The ALJ appropriately articulated why he found Dr. Atkins's report better supported by the medical evidence than ARNP Rungruangkonkit's. As he indicated, those inconsistencies rendered ARNP Rungruangkonkit's opinions less persuasive than Dr. Atkins's. Id.; 20 C.F.R. §§ 404.1520c(c)(1)-(2). Accordingly, because the ALJ sufficiently explained how the factors of consistency and supportability were considered in weighing the opinions of the medical experts, the Court finds that the ALJ's rejection of ARNP Rungruangkonkit's reports was supported by substantial evidence. Woods v. Kijakazi, 32 F.4th 785, 792 (9th Cir. 2022).
CONCLUSION
Having reviewed the record and the ALJ's findings, the Court concludes that the final decision of the Commissioner is supported by substantial evidence and free of harmful legal error.

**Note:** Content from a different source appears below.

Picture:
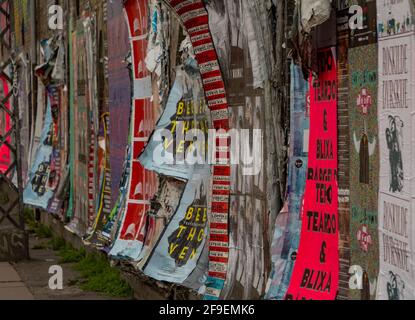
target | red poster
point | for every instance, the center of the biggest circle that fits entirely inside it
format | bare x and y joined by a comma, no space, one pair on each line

ACCORDINGLY, IT IS HEREBY ORDERED:
1. Plaintiff's Motion for Summary Judgment (ECF No. 10) is DENIED.
2. The Commissioner's Brief (motion), ECF No. 14, is GRANTED.
3. The final order of the Social Security Commissioner denying Plaintiff's application for Title II benefits is AFFIRMED. Judgment is entered in favor of Defendant.
The District Court Executive is directed to enter judgment in favor of the Defendant, furnish copies to counsel, and CLOSE the file.